The funding was led by Fifth Wall with participation from Fidelity National Financial, RWT Horizons, and 1Sharpe Ventures.
Jonathan Chao, CEO of Haven
The round brings total funding to date to $13.5 million and includes existing investors Conversion Capital, BoxGroup, AME Cloud Ventures, and Operator Partners. The capital will be used for hiring and to accelerate product development.
The premise of the platform, founded in 2020, is to give servicers an upper hand in engaging with borrowers and cross-selling products.
“We were fascinated [that servicers in theory] need to build relationships with homeowners and yet they’re struggling to achieve it,” said Jonathan Chao, CEO of Haven. “What held them back was the inability to bring the portal experience to users in a way that immediately gives value to the homeowner.”
The software, which can be white-labeled and integrated with a servicer’s platform, is a marketplace of sorts allowing homeowners to pay for their mortgage and purchase other home services.
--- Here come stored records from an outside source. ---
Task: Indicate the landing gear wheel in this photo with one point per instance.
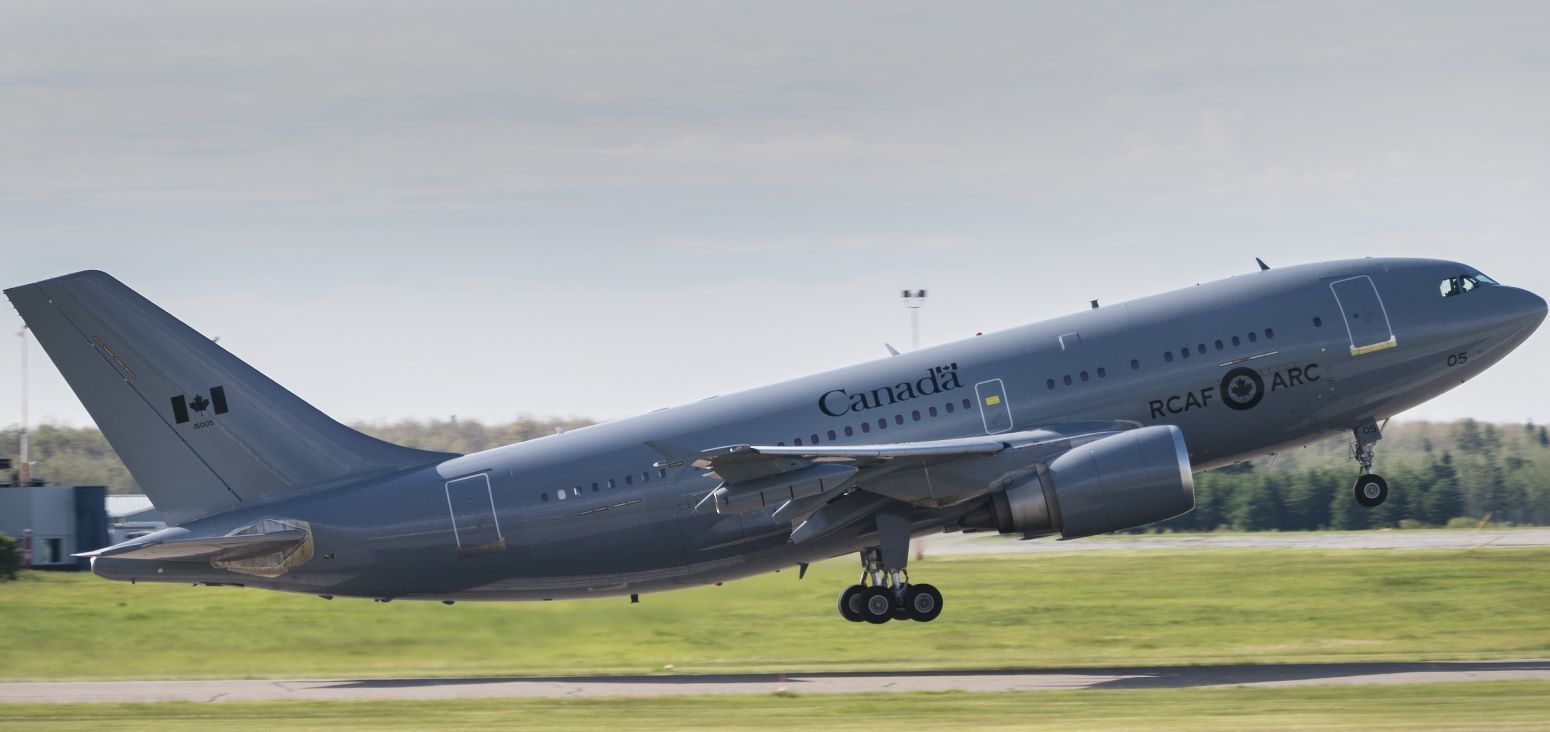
(1370, 490)
(923, 602)
(878, 605)
(851, 604)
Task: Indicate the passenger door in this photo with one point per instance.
(471, 506)
(994, 411)
(1366, 320)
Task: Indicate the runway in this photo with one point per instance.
(1040, 680)
(1411, 538)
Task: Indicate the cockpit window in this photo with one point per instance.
(1463, 283)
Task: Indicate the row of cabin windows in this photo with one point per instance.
(882, 424)
(1167, 355)
(599, 486)
(1200, 348)
(1082, 376)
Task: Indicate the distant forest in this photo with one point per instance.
(1439, 473)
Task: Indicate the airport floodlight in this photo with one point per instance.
(913, 300)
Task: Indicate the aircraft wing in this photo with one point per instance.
(799, 479)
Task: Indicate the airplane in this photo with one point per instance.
(1073, 427)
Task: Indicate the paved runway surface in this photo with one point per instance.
(766, 683)
(1414, 538)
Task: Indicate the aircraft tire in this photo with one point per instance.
(851, 604)
(878, 605)
(1370, 490)
(923, 602)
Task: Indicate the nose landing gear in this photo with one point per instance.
(1370, 489)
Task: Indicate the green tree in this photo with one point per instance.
(1254, 506)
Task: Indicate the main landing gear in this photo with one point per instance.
(1370, 489)
(884, 596)
(884, 591)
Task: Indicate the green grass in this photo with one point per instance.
(1110, 608)
(1476, 706)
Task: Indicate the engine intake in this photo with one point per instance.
(1121, 481)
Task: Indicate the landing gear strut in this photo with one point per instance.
(884, 591)
(1370, 489)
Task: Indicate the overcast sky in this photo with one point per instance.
(487, 210)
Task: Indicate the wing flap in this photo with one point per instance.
(196, 548)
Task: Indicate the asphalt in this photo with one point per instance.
(1412, 538)
(668, 684)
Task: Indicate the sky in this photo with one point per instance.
(492, 210)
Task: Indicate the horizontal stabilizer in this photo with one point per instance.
(175, 545)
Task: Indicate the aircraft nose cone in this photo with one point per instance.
(1532, 309)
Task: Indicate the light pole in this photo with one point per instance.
(25, 469)
(913, 300)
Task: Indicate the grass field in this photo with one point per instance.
(1112, 608)
(1473, 706)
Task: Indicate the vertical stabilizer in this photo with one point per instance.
(200, 430)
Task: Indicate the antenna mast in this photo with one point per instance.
(25, 469)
Currently, the Brooklyn-based company has over 800,000 users.
“We’re partnering with the servicer and the sub-servicer to bring a platform together where a homeowner engages over the period of seven years on average,” said Chao. “Our platform is designed to bring in the other aspects that a homeowner is going to need, so in the future it will be the one place for homeowners to come to get their lending, Realty, servicing and their home services. “
Thus far, six undisclosed servicers have partnered with the platform, and Chao mentioned that five partners have been brought on board from home insurance and life insurance. The company will also be adding non-financial products to their platform in the near future.
Companies that partner with the platform do not have to pay to participate.
“Rather than asking for a huge upfront contract [from partners], what we do is agree that we’ll first generate the revenue and that’s when we’ll take a cut,” said Chao. “It’s actually very low risk for these partners to get on board and customers to sign with us.
And unlike other vendors, the downturn of the market may actually work to the vendor’s advantage.
“Servicing is counter-cyclical where the inherent value of servicing is currently going up,” Chao said. “More and more capital is flooding into the MSR market, and that’s also increasing the price and the value.”
“Competition for servicing has grown and the need these folks have to unlock this hidden value in their servicing portfolio has also increased,” Chao said. “We think that’s going to be the major focus over the next year or two.”